Vanaf 1985 zijn alle scholen verplicht om geestelijke stromingen aan te bieden. “Veel openbare scholen houden zich aan de verplichte kennisoverdracht, maar zeggen ‘geloofsonderwijs dat moeten de ouders thuis maar geven of ze moeten de kinderen naar een bijzondere school laten gaan’.” De emeritus hoogleraar aan de VU pleit voor actieve levensbeschouwelijke persoonsvorming en verzet zich tegen louter kennisoverdracht van levensbeschouwingen: “Als op een openbare school iedereen welkom is, ongeacht religie, sekse of culturele achtergrond, dan moet je daar ook iets mee doen. Ieder mens heeft een visie op het leven. Als je je daar niet actief mee bezighoudt dan ben je pedagogisch inadequaat bezig.”

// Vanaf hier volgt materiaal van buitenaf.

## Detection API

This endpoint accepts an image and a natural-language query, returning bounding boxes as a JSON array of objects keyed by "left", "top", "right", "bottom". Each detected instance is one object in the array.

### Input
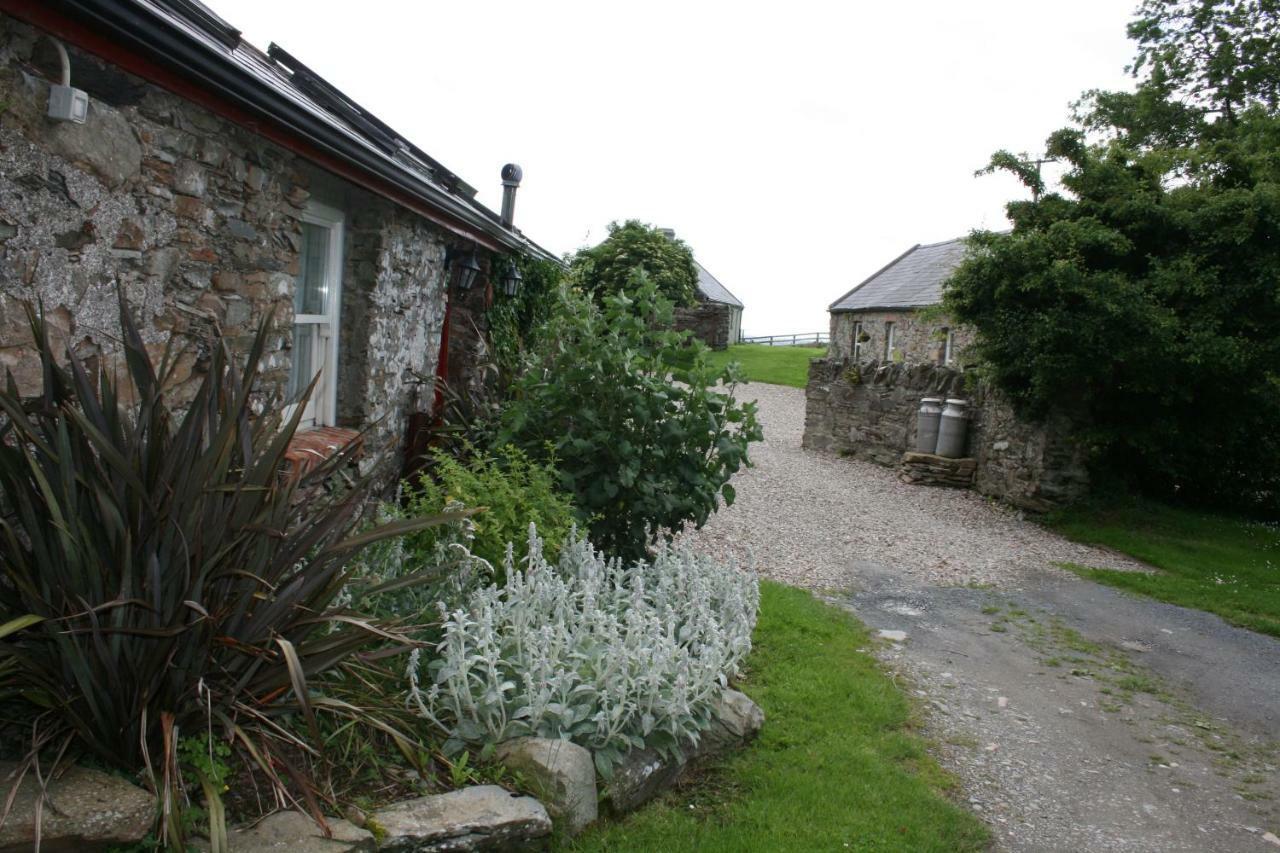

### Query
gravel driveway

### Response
[
  {"left": 691, "top": 383, "right": 1140, "bottom": 590},
  {"left": 687, "top": 384, "right": 1280, "bottom": 853}
]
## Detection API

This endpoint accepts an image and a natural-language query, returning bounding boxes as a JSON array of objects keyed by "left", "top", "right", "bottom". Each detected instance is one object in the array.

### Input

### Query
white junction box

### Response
[{"left": 49, "top": 86, "right": 88, "bottom": 124}]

Op bijzondere scholen ziet Miedema dat er een spanningsveld ontstaat tussen de plicht om leerlingen verschillende levensbeschouwingen te laten onderzoeken en de eigen visie die de school voorstaat en uit wil dragen. “Er is nog weinig zicht op de manier waarop bijvoorbeeld gereformeerde, reformatorische of evangelische scholen invulling geven aan deze eis. Mijn standpunt is dat de school niet bedoeld is om gelovigen te maken. Je moet leerlingen juist uitdagen zodat ze gaandeweg eigen keuzes kunnen maken.”
De Wet op Burgerschap verplicht scholen sinds 2006 om aandacht te besteden aan burgerschap en sociale integratie. Daarbij wordt levensbeschouwelijke vorming expliciet genoemd. In de huidige multiculturele maatschappij nodigt dit, volgens Miedema, uit om leerlingen kennis te laten nemen van andere culturen en de ontmoeting aan te laten gaan met andersdenkenden. “Waar het mij om gaat is dat scholen arrangementen aandragen zodat leerlingen verschillende standpunten en visies op het leven naast elkaar kunnen zetten. Nodig gastsprekers uit, zorg ervoor dat docenten en leerlingen met elkaar in dialoog gaan.”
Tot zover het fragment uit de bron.